As the technology improves, we’ll be able to monitor chronic conditions, or identify health problems before they happen. In fact, many of us have already taken the first step, by reporting what we eat to calorie-counting apps and tracking our exercise with Fitbits. We’re rapidly approaching a future where you can get a monthly physical with your phone, a few apps, and a handful of medical devices you buy at the drugstore.
These devices won’t completely replace your doctor, of course. But they’re not supposed to. Instead, they’ve got two jobs:
1) To cut down on medical costs.
It’s estimated by some economists that one-third of all healthcare spending, $800 billion, comes from unnecessary medical testing (some of which might even put patients at risk). Meanwhile, a second segment of people only go to the doctor when they’re sick — often when illnesses are more serious and more expensive to treat. Chronic diseases, like heart disease and diabetes, make up 75% of America’s health care. The earlier they’re caught, the less invasive and easier the treatments are. In some cases, disease can be prevented all together. One in four Americans with diabetes doesn’t realize they’re sick, for example. Doctors will be better able to treat their patients if these patients give themselves a basic physical every month, and the doctors are later provided with months, or even years, of data to analyze.
2) Creating a vast, anonymous medical database.
“The potential insights,” Campany tells us, “to be obtained to improve healthcare via personalized and targeted care and treatment are profound.”

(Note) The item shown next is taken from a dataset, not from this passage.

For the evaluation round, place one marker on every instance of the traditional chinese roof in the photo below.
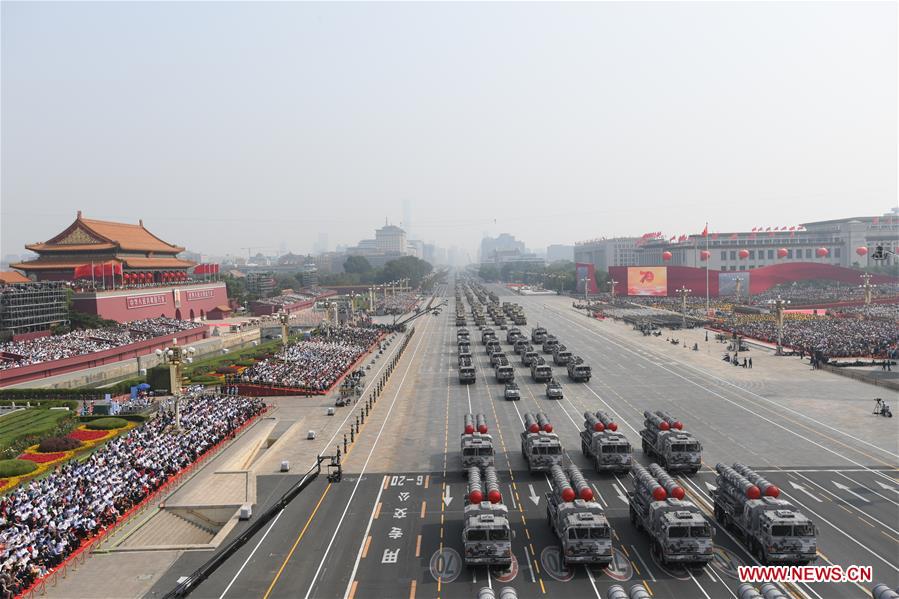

Currently, much of our “baseline” medical data comes from ambitious work like the Framingham Heart Study, where thousands of people agree to spend, literally, decades of their lives submitting to regular medical tests to determine the long-term effects of everything from regular exercise to diet soda. As we gather data via handheld tech about who we are, what we do, and how we live, it’ll be a lot easier to take that data, analyze it, and figure out how each of us can live healthier and happier lives.
Major medical discoveries, in the end, are few and far between. What can be truly world-changing are STEM-based innovations in how data is collected and how it’s interpreted to help us stay healthy longer.